Rosh HaShanah “Head of the Year” 
Rosh HaShanah is both the most common and the most recent name for this Holy Day, celebrating the birthday of the world. We eat apples and honey to remind us both of the cycle of life and as a symbol of hope for a sweet new year.

Yom HaDin “Day of Judgement” 
Rabbinic tradition teaches, and liturgy for the day reminds us, that this is a day when our actions of the past year are judged by God.

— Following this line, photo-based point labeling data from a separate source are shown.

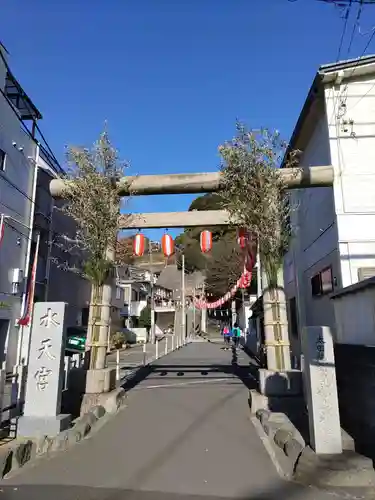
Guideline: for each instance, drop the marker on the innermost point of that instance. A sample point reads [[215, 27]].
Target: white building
[[334, 244]]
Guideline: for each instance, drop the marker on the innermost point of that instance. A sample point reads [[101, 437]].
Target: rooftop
[[327, 74]]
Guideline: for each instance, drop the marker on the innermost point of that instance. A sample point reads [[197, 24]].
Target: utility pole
[[194, 293], [153, 337], [183, 323]]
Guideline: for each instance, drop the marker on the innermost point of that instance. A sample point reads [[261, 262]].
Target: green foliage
[[118, 339], [92, 201], [254, 193], [97, 270], [145, 318]]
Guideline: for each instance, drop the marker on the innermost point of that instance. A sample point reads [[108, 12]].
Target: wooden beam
[[208, 182], [174, 219]]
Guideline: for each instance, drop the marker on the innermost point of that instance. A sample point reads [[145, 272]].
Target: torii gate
[[294, 178]]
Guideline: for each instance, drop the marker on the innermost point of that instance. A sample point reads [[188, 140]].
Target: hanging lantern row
[[139, 245], [167, 242], [243, 237], [206, 241]]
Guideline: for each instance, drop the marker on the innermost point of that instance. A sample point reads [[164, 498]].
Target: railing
[[165, 304]]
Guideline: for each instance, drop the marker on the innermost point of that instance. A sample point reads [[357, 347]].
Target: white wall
[[353, 158], [314, 245], [335, 226], [355, 319], [14, 203]]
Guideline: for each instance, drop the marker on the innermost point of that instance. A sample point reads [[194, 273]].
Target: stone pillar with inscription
[[45, 373], [321, 390]]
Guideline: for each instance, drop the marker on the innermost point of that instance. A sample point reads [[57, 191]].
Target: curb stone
[[17, 455], [294, 460], [281, 437], [6, 459]]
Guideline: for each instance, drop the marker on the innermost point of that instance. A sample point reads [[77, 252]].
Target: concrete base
[[33, 427], [280, 383], [100, 381], [111, 401]]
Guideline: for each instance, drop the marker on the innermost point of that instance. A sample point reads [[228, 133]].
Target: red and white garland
[[243, 282]]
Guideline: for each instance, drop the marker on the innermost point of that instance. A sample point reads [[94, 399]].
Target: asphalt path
[[185, 434]]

It is also a day for each of us to engage in self-judgement, self-assessment and self-examination – a reflective time to be honest about yourself and who you hope to become.

Yom HaZikaron “Day of Remembrance”
The name the Jewish Bible gives for this day reflects the idea that God remembers each of us and that we are to remember and try to learn from our actions.  Our Tashlich ceremony, when we symbolically throw our sins into the water, inspires us to remember our actions, right any wrongs an re-focus ourselves.

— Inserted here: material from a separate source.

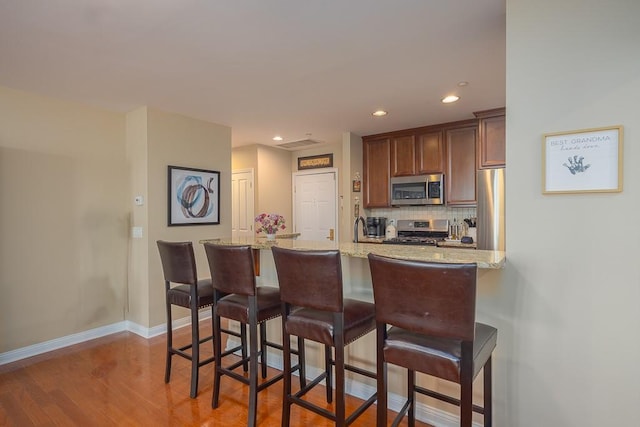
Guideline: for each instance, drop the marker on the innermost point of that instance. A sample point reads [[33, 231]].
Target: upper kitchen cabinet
[[430, 153], [403, 155], [491, 126], [376, 156], [460, 174]]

Yom T’ruah “Day of Sounding of the Shofar”

In the book of Leviticus we are instructed to blow a ram’s horn, a wake up call, reminding us to listen and to pay attention, to take action to improve ourselves and our world.  We hear, or make, short and long blasts from the shofar (ram’s horn) suggesting that some of our personal or worldly repairs will be quick fixes and some will take a long time.

As URJ Education specialist Lisa Langer writes, the many names for this day illustrate the richness of the Jewish tradition .
L’shanah tovah u’mitukah, May it be a sweet and healthy year for you and your family.